Questa terza serie di filtri è il fondamento delle profonde differenze che ci separano come esseri umani e del modo in cui creiamo dei modelli del mondo.

COSTRUZIONE DELLA MAPPA
Disponiamo di tre meccanismi che intervengono nel nostro modo di mappare il mondo. Questi ci permettono di costruire mappe di una certa esattezza e per questo sono di estrema utilità. Possono però risultare limitanti tanto da impoverire la nostra esperienza del mondo.

Generalizzazione
E il procedimento con il quale elementi o parti del modello di una persona vengono staccati dalla loro esperienza originaria e giungono a rappresentare l'intera categoria di cui l'esperienza è un esempio.
Per esempio è utile sapere generalizzare dall'esperienza di una bruciatura al contatto con una stufa rovente alla regola che le stufe roventi non vanno toccate.
Quindi la nostra capacità di generalizzare è essenziale per affrontare il mondo. Con questo meccanismo possiamo utilizzare la nostra memoria, la nostra esperienza passata, per risolvere problemi in situazioni simili.
D'altra parte lo stesso processo di generalizzazione potrebbe portare una persona a stabilire delle regole che di volta in volta possono essere opportune o meno La generalizzazione può diventare un meccanismo bloccante quando ad es. si è morsi da un cane e concludiamo che tutti i cani mordono.
Da qui se ne deduce che non esistono generalizzazioni giuste, ma ciascun modello dev'essere valutato nel suo contesto.

Cancellazione
E un procedimento con cui, selettivamente, prestiamo attenzione a certe dimensioni della nostra esperienza e ne scartiamo altre.
Così facendo possiamo utilmente orientarci nell'enorme quantità di dati che ci provengono dal mondo esterno attraverso i nostri organi di senso. Un esempio e' quello della madre che non si sveglia per nessun rumore, ma che è in grado di percepire anche un flebile respiro del proprio bambino.
Anche la cancellazione tuttavia può farci perdere, nel suo uso deleterio, importanti aspetti dell'esperienza quotidiana.
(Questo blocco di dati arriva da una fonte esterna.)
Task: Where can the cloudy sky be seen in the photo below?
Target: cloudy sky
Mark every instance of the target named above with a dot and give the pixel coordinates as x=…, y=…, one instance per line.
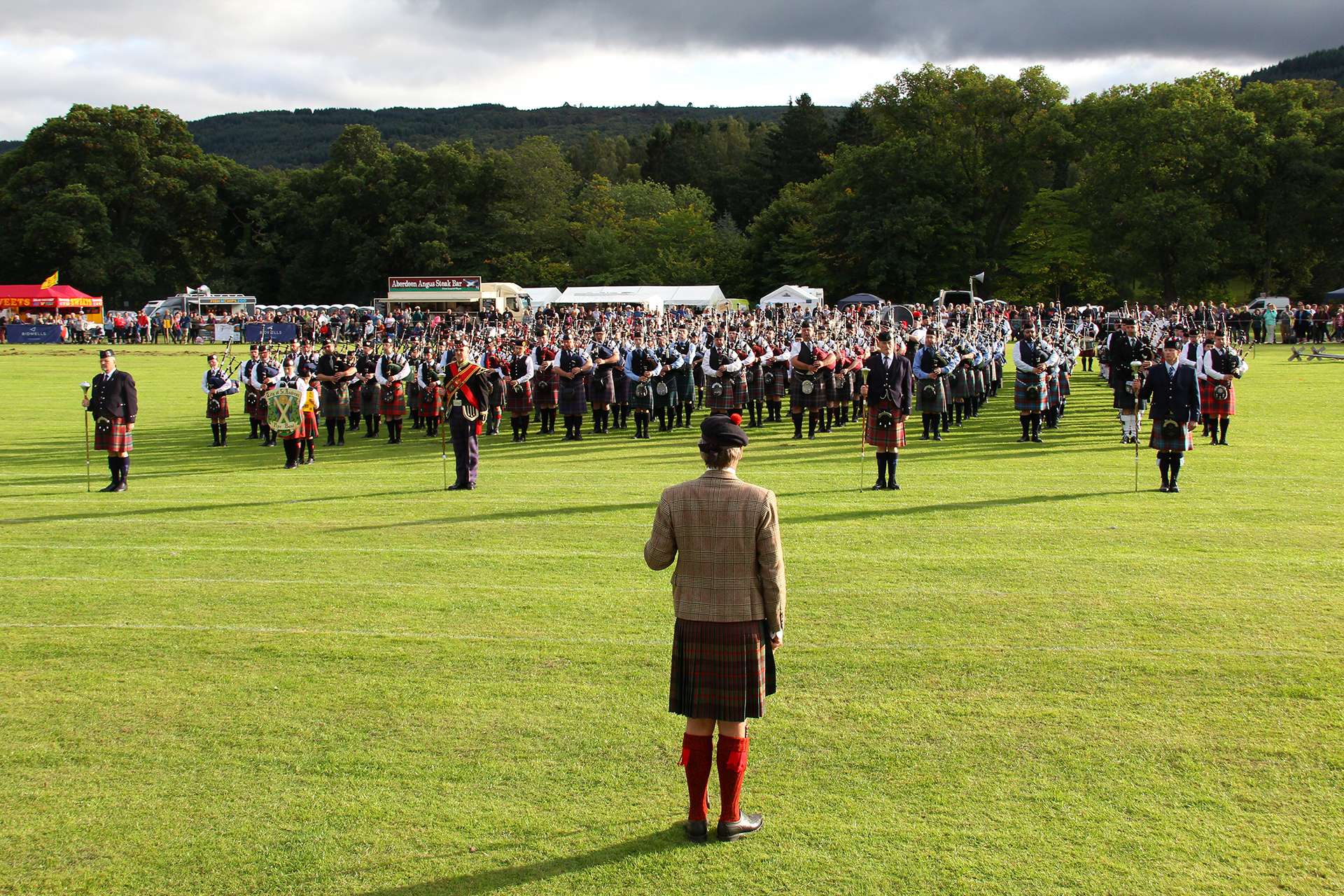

Quante volte ad esempio può capitarci di considerare solo molto tempo dopo valori positivi di una persona che non ci era molto simpatica; eppure tali valori erano da sempre presenti in quell'individuo, ma semplicemente.... non li vedevamo!
La cancellazione riduce il mondo a proporzioni che ci sentiamo in grado di maneggiare. Questa riduzione può essere utile in alcuni contesti, ma può essere fonte di sofferenza in altri.

Deformazione
Con questo processo possiamo letteralmente trasformare la realtà introducendo dei cambiamenti nella nostra esperienza sensoriale.
Famoso è l'esperimento in cui venne fatto vedere ad un gruppo di studenti un mazzo di carte con le picche rosse ed i cuori neri; nessuno di loro notò alcunche di strano. Appare evidente che quelle facoltà che ci permettono di organizzare la realtà nella maniera per noi più creativa e proficua sono le stesse facoltà che noi possiamo utilizzare a nostro danno, tanto da portarci a considerare il mondo da un'ottica estremamente impoverita, causa di problemi e infelicità.
Le difficoltà che incontriamo non si trovano nella realtà ma nella mappa del mondo che ci siamo costruiti.
Ne deriva che la soluzione dei problemi non si basa su inutili tentativi di cambiare la realtà esterna, ma al contrario su precise operazioni mentali che ci consentano di riorganizzare la esperienza che abbiamo del mondo e di accedere a nuove alternative.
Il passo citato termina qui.